Chapter 10: Random Variability

Part I focused on causal inference in settings where we conceptualized study populations as effectively infinite, allowing us to ignore random variability and focus solely on systematic bias from confounding, selection, and measurement. Part II now introduces random variability and the use of statistical models for causal inference. This chapter bridges identification (Part I) and estimation (Part II), explaining why we need models and how to quantify uncertainty.

1 10.1 Identification Versus Estimation (pp. 131-134)
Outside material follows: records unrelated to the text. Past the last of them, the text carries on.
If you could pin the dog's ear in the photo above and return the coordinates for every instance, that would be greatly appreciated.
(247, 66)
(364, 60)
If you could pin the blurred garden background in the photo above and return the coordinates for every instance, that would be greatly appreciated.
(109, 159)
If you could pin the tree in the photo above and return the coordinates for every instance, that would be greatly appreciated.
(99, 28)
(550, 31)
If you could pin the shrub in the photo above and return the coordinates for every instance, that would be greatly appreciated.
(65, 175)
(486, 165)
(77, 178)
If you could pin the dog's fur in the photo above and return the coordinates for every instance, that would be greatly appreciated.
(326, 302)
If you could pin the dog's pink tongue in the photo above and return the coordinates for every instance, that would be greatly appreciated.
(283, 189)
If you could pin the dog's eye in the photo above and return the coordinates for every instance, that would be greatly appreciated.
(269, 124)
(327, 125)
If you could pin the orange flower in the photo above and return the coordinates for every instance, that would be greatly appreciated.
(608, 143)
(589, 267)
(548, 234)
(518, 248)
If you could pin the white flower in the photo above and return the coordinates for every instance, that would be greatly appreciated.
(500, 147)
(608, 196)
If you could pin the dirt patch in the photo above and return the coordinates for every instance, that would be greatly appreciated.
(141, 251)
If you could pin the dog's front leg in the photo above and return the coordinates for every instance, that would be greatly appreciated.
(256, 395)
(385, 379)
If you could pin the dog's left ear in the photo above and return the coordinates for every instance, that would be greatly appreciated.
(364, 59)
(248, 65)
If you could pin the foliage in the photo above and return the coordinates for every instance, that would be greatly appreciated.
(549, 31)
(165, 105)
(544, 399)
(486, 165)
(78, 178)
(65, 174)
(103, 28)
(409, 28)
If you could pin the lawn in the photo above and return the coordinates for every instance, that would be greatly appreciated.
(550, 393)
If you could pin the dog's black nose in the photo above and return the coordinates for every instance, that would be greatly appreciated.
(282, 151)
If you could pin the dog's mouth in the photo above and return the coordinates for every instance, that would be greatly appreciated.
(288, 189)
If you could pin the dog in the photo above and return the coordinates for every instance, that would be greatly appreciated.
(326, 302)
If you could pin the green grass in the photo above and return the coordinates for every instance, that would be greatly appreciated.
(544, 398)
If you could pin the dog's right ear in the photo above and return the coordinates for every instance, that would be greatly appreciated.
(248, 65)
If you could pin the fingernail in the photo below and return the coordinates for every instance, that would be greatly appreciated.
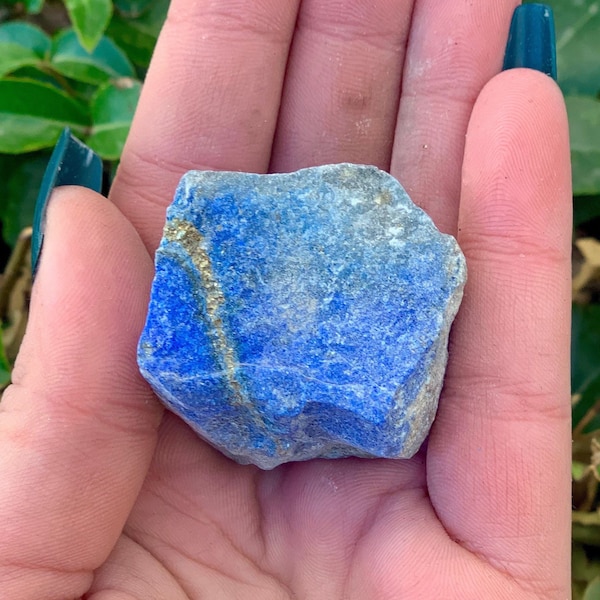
(71, 163)
(531, 41)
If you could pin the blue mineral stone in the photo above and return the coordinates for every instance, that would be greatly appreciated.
(301, 315)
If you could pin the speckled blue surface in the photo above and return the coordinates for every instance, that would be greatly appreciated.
(301, 315)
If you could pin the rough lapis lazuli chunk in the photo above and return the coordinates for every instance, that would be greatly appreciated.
(301, 315)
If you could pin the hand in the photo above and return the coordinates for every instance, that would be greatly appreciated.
(106, 496)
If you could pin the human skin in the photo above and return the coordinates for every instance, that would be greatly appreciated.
(105, 496)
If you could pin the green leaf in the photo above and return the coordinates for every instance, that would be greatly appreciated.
(578, 45)
(89, 18)
(4, 365)
(584, 125)
(589, 395)
(21, 176)
(21, 45)
(112, 110)
(583, 569)
(132, 8)
(26, 35)
(585, 209)
(592, 592)
(585, 347)
(33, 114)
(34, 6)
(138, 36)
(13, 57)
(71, 59)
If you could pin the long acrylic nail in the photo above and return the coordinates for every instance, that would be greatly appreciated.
(71, 163)
(531, 40)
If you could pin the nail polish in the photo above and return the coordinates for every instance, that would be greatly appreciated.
(531, 40)
(71, 163)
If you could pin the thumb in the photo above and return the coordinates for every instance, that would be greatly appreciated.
(78, 425)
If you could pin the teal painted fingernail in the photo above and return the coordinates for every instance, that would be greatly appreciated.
(71, 163)
(531, 40)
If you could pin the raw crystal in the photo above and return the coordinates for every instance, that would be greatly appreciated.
(301, 315)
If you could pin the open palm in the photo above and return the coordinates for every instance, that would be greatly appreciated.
(106, 496)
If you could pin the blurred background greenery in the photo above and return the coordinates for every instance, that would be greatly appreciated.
(81, 64)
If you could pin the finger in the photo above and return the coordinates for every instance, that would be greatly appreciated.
(499, 452)
(210, 101)
(78, 425)
(342, 86)
(454, 49)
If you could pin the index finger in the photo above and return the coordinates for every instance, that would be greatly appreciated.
(210, 101)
Up to now, we have focused on identification: determining whether causal effects can be computed from observed data under certain assumptions. Now we turn to estimation: using finite data to approximate those causal effects.
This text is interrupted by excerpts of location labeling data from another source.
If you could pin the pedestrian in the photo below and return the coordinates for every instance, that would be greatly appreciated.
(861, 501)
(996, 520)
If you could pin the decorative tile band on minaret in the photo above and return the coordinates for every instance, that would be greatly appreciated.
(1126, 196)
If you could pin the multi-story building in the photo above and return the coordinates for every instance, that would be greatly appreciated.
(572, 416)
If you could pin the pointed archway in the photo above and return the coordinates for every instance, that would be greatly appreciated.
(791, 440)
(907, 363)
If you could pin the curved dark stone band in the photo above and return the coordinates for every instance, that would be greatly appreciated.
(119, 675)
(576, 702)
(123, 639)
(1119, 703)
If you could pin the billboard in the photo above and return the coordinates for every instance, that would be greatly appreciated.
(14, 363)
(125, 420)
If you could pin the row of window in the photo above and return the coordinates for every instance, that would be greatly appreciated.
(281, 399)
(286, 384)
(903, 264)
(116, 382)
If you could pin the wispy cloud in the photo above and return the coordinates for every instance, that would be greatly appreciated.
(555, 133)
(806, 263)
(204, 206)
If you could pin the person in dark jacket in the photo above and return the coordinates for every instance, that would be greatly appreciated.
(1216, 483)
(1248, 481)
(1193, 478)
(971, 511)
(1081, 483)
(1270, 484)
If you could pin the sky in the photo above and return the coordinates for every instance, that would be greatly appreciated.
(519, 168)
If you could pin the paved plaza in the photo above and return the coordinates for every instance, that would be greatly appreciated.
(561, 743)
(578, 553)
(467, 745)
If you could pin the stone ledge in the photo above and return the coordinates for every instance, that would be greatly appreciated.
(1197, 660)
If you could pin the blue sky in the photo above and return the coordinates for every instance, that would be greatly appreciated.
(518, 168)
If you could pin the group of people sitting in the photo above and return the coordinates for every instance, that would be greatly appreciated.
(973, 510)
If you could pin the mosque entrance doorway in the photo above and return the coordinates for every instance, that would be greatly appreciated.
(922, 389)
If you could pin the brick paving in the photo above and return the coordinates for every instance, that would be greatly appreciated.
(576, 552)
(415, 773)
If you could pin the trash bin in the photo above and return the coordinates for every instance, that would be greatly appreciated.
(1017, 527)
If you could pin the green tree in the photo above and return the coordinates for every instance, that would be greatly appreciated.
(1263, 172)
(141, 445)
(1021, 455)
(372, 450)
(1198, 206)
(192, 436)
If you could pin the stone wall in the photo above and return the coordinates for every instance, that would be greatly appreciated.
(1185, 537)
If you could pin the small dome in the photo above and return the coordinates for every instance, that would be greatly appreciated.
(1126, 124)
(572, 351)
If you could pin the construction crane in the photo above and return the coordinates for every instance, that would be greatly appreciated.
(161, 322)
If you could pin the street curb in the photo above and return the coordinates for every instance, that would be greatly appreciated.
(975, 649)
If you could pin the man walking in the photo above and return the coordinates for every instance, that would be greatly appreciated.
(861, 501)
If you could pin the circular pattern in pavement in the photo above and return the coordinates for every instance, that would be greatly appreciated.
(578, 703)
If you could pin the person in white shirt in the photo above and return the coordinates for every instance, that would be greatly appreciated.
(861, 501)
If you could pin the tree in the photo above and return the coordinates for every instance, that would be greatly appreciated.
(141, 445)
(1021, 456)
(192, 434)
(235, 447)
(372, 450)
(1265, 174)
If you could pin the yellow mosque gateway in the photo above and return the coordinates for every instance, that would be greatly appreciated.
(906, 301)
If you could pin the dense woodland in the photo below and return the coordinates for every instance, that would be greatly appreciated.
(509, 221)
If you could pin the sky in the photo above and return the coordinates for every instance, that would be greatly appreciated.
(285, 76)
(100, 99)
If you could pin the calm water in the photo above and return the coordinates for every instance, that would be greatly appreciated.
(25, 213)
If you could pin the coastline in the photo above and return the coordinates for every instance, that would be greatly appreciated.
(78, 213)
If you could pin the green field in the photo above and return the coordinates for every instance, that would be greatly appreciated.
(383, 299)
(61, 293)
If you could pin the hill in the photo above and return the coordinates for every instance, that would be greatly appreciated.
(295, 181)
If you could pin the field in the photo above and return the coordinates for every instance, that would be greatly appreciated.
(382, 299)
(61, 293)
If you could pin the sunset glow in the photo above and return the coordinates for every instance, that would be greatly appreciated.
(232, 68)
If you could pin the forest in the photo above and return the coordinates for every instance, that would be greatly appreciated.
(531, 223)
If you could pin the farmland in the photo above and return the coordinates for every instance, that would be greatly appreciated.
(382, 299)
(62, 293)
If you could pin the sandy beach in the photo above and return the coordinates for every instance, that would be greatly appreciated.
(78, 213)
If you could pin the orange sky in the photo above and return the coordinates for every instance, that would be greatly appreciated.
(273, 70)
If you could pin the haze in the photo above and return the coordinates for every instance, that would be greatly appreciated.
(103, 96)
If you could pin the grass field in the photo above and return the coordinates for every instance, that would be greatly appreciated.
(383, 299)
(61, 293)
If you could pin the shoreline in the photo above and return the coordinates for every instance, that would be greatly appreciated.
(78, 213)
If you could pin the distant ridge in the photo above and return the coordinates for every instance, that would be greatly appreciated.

Key Concepts in Statistical Estimation

Estimand: The population parameter of interest (e.g., \(\Pr[Y = 1|A = a]\) in the super-population).

Estimator: A rule for computing the estimand from sample data.

Estimate: The numerical value obtained by applying the estimator to a particular sample (a point estimate).

Example 1 (Sample Proportion as an Estimator) Estimand: Super-population risk \(\Pr[Y = 1|A = 1]\)

Estimator: Sample proportion \(\widehat{Pr}[Y = 1|A = 1]\)

Estimate: From our 20-person study, \(\widehat{Pr}[Y = 1|A = 1] = 7/13 \approx 0.54\)

Consistency of Estimators

An estimator is consistent if estimates get arbitrarily close to the true parameter as sample size increases.

\[Pr\left[|\hat{\theta}_n - \theta| > \epsilon\right] \rightarrow 0 \text{ as } n \rightarrow \infty, \text{ for all } \epsilon > 0\]

The sample proportion \(\widehat{Pr}[Y = 1|A = a]\) is a consistent estimator of \(\Pr[Y = 1|A = a]\).

Confidence Intervals

A 95% confidence interval quantifies uncertainty due to random sampling.

Construction (Wald interval):

Compute point estimate \(\hat{p}\)
Estimate standard error: \(\widehat{SE} = \sqrt{\frac{\hat{p}(1-\hat{p})}{n}}\)
Compute interval: \(\hat{p} \pm 1.96 \times \widehat{SE}\)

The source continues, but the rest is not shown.